A compact collection of essays blending literary criticism, theatrical memoir, and cultural reflection. The author examines poetic tradition and symbolism, offers close readings of earlier poets such as Edmund Spenser, critiques contemporary drama and playwrights including Lady Gregory and J. M. Synge, and reflects on the artist’s social role as prophet, priest, and king. Short pieces probe saints, asceticism, the religious foundations of symbolic art, and the bodily energies that give drama its force. Personal anecdotes about performances, convents, and provincial audiences illuminate broader arguments about reconnecting imaginative life with ordinary people, and the volume closes with brief critical notes and a bibliography.
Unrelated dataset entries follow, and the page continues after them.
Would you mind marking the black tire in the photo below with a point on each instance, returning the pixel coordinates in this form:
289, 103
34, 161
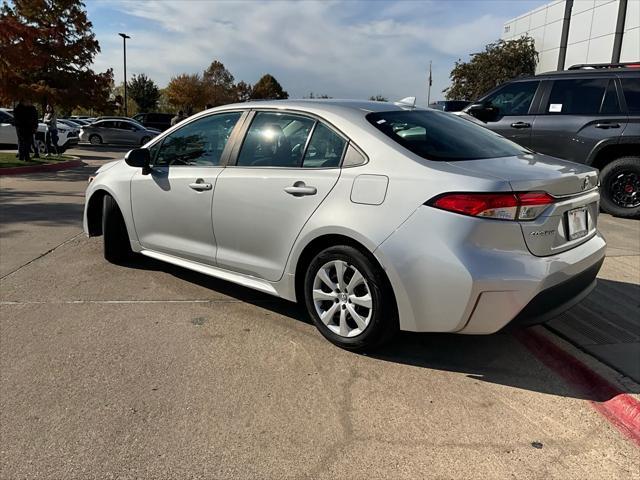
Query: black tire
620, 187
117, 248
383, 324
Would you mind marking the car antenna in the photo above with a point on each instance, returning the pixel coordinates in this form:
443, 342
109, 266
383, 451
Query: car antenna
407, 102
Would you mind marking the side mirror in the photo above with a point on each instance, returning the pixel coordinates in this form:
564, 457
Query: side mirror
139, 158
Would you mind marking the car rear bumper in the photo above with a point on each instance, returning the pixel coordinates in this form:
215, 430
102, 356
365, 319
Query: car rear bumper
452, 273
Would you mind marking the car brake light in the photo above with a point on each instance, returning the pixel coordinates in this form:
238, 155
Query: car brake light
500, 206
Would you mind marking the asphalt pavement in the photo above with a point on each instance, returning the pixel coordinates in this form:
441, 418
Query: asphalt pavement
151, 371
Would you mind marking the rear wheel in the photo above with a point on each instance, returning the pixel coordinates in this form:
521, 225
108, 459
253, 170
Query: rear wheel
349, 299
620, 187
117, 248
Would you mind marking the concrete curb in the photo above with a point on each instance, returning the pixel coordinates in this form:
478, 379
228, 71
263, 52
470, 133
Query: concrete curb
617, 406
49, 167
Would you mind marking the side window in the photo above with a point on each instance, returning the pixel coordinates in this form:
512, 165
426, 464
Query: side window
631, 89
275, 140
199, 143
325, 148
513, 99
576, 97
610, 102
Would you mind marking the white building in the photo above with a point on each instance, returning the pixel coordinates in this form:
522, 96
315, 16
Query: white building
571, 32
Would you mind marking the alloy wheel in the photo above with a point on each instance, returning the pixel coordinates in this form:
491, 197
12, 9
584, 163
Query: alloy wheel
625, 189
342, 298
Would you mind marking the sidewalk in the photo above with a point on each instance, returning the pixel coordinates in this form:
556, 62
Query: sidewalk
607, 323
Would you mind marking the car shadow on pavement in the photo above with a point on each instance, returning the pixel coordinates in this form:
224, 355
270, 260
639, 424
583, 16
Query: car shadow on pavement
498, 359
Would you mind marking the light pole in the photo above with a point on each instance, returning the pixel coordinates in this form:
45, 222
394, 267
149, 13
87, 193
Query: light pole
124, 48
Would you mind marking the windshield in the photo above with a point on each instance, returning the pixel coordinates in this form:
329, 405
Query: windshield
441, 136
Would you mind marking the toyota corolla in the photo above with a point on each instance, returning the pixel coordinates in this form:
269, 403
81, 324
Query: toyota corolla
377, 217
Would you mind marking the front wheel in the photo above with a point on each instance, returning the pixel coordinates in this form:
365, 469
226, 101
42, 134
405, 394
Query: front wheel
620, 187
117, 247
349, 299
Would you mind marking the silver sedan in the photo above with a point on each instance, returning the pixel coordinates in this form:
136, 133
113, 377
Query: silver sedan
377, 217
115, 131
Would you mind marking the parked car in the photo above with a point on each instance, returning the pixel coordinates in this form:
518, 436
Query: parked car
588, 114
67, 136
116, 131
160, 121
375, 216
449, 105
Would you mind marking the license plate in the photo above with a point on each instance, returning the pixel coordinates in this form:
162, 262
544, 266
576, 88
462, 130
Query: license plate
577, 223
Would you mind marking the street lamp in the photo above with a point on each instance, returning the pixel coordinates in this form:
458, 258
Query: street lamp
124, 48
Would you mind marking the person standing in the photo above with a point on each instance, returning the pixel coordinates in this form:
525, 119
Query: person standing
51, 121
23, 129
33, 116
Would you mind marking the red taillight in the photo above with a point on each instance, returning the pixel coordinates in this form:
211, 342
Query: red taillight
502, 206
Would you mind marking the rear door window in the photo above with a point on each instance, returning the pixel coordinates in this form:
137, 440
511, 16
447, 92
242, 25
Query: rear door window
576, 96
275, 140
437, 135
631, 90
514, 98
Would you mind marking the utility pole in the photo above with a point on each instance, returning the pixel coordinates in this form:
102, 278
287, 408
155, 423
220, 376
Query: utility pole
429, 87
124, 48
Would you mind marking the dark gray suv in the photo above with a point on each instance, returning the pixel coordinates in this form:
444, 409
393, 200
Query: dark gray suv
587, 114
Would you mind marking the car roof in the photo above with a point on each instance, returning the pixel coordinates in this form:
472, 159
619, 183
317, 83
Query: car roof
335, 106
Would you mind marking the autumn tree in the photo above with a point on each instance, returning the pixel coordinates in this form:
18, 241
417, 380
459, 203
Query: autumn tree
268, 88
499, 62
46, 51
144, 92
218, 84
243, 92
186, 92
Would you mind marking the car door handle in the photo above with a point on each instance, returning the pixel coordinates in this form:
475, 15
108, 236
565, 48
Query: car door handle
200, 185
300, 189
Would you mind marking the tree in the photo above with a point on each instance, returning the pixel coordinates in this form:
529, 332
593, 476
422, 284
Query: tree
46, 50
499, 62
243, 91
144, 92
186, 92
268, 88
218, 84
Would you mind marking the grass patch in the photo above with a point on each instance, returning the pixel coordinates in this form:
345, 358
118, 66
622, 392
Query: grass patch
9, 160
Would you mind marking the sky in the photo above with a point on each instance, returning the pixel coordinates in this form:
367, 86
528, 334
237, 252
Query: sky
341, 48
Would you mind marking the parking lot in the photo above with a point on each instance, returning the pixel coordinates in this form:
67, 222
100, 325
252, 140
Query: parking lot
153, 371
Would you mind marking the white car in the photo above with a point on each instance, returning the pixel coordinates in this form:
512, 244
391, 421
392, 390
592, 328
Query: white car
375, 216
67, 136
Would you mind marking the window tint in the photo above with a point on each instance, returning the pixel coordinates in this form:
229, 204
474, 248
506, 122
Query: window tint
631, 89
576, 97
514, 98
441, 136
275, 140
325, 148
199, 143
610, 101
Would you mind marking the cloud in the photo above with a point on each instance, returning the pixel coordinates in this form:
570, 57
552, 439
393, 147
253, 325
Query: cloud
343, 49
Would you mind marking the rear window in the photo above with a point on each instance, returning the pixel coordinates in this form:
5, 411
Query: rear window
442, 136
631, 89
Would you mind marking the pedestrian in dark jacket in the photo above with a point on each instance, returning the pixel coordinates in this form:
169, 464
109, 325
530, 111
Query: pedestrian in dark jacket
33, 115
22, 122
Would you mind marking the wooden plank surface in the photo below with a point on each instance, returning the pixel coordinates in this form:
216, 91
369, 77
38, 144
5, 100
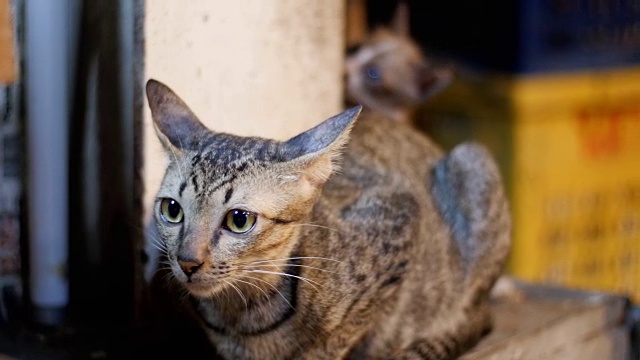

THE PRAISE OF OLD WIVES’ TALES

An art may become impersonal because it has too much circumstance or too little, because the world is too little or too much with it, because it is too near the ground or too far up among the branches. I met an old man out fishing a year ago, who said to me, ‘Don Quixote and Odysseus are always near to me’; that is true for me also, for even Hamlet and Lear and Œdipus are more cloudy. No playwright ever has made or ever will make a character that will follow us out of the theatre as Don Quixote follows us out of the book, for no playwright can be wholly episodical, and when one constructs, bringing one’s characters into complicated relations with one another, something impersonal comes into the story. Society, fate, ‘tendency,’ something not quite human, begins to arrange the characters and to excite into action only so much of their humanity as they find it necessary to show to one another. The common heart will always love better the tales that have something of an old wives’ tale and that look upon their hero from every side as if he alone were wonderful, as a child does with a new penny. In plays of a comedy too extravagant to photograph life, or written in verse, the construction is of a necessity woven out of naked motives and passions, but when an atmosphere of modern reality has to be built up as well, and the tendency, or fate, or society has to be shown as it is about ourselves, the characters grow fainter, and we have to read the book many times or see the play many times before we can remember them. Even then they are only possible in a certain drawing-room and among such and such people, and we must carry all that lumber in our heads. I thought Tolstoi’s ‘War and Peace’ the greatest story I had ever read, and yet it has gone from me; even Lancelot, ever a shadow, is more visible in my memory than all its substance.